本当に問題視するならば早急にルールの改革をするべきだと思う。

そして今回私が疑問を覚えたのは14日目の白鵬の立ち合いである。

これに関して私自身『横綱がそんな立ち合いするなんて』という思いには至らなかった。

『勝手に語る』の方でも記載しているが、そんなことをしなくても勝てるのに、単純にそこまでする必要があったのかと疑問だけである。

勝利への執念は凄まじいが、下手をすれば悪手となるのではないかという思いもあった。

しかしこの相撲に関しても『横綱なのに』と批判する声が多数挙がっていた。

そこで1つの疑問が浮き上がる。
それは『小兵力士』である。

例を挙げると今場所の7日目の白鵬ー翔猿の取り組みである。

翔猿は白鵬と距離を置き、その中で勝機を見出だす展開を狙っていた。

結果として何をしたいのかいまいちわからなくなってしまったが、それでもこの一番を見て多くのファンが『翔猿は考えて相撲を取った』とそこまで批判的な声は挙がっていなかったと思う。

話は14日目の白鵬の立ち合いに戻るが、14日目の白鵬の立ち合いに対して八角理事長が『普通奇襲は弱いものがやるもの』と苦言を呈していた。

確かにそうかもしれないが、では7日目で翔猿が仮に白鵬に勝利したとして、その後もそういった奇襲で上位に定着したとする。

そのままの相撲内容で大関横綱へ昇進を果たしたとき、翔猿はこのような奇襲戦法をきっぱり止めなければならないのか?

そしてこれは現在幕内下位~十両で相撲を取っている照強、石浦、炎鵬にも言えることである。

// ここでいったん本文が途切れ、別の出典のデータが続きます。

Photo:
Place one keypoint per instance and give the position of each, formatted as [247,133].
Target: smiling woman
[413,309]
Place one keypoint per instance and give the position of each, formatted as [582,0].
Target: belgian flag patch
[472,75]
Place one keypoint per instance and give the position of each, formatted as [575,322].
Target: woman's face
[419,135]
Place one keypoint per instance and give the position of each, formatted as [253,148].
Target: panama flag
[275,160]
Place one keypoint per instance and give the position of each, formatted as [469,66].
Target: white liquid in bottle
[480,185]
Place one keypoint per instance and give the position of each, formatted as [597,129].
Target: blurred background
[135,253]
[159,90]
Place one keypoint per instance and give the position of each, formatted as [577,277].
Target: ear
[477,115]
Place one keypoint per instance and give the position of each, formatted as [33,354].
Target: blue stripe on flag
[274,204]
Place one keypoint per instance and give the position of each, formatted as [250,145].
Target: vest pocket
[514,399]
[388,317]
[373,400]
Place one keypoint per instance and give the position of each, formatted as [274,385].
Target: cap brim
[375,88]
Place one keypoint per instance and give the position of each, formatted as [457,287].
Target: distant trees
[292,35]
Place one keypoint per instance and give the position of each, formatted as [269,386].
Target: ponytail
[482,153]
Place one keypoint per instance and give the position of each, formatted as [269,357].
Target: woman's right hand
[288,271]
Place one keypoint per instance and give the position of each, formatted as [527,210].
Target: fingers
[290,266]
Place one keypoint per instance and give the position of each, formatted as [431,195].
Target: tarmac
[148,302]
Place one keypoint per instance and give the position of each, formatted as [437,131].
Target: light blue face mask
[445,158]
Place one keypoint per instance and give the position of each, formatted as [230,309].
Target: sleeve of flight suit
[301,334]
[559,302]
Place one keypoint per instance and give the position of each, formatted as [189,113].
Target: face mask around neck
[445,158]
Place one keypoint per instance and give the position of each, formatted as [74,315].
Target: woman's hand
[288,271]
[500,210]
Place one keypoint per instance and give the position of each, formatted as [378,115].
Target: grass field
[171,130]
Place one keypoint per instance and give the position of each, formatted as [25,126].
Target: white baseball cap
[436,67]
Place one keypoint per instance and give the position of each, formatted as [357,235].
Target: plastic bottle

彼らは頻繁に変化するし、足取り等の奇襲も積極的に行っているが、それに対して苦言を呈するものはいない。
むしろ称賛されている。

しかしこの相撲内容のまま横綱昇進を果たしたらどうなるのか?
それは批判の対象となるのか。
それとも変わらず称賛されるのか。

これに対して『小兵力士は何をしても許される』という声も挙がると思う。

しかし私から言わせてもらえばこれこそ実に『ご都合主義』と言えるのではないだろうか。

そして結局のところ、そのような奇襲を主体にしても横綱に昇進することは出来ないという考え方を頭の片隅に残しているのだと思う。

悪い言い換えをすれば、小兵力士は見せ物であり、横綱へ昇進できるわけがないという考え方である。

偏った考え方に思われるかもしれないが、実際にこの考えを持っている方は多からず少なからず存在すると思う。

私自身、仮に奇襲を主体に横綱昇進を果たしたとしても、その力士に対して本来あるべき横綱相撲を取ってほしいとは思わない。

その力士の個性を失ってしまっては魅力も力量も全て損なわれるからである。

話が二転三転するが、そもそも昨今は『横綱相撲の認識』もかなり誤っていると思う。

例えば今場所の照ノ富士の相撲を見て横綱相撲かと問われると、私の答えは『ノー』である。

今場所の照ノ富士は間違いなく強かった。
そして横綱昇進に関しても何一つ文句はない。
力量はすでに横綱レベルだった。
しかし横綱相撲ではない。

答えは簡単だ。
本来の横綱相撲とは、後の先で相手に攻撃させるだけ攻撃させて、その後自分の型になって攻めるというものである。

今場所の照ノ富士は左前ミツ速攻という相撲があった。
この相撲内容は完璧の一言であるが横綱相撲ではない。

過去に遡れば、最強横綱と称される事の多い北の湖千代の富士横綱相撲かと問われたらそうとは言えない。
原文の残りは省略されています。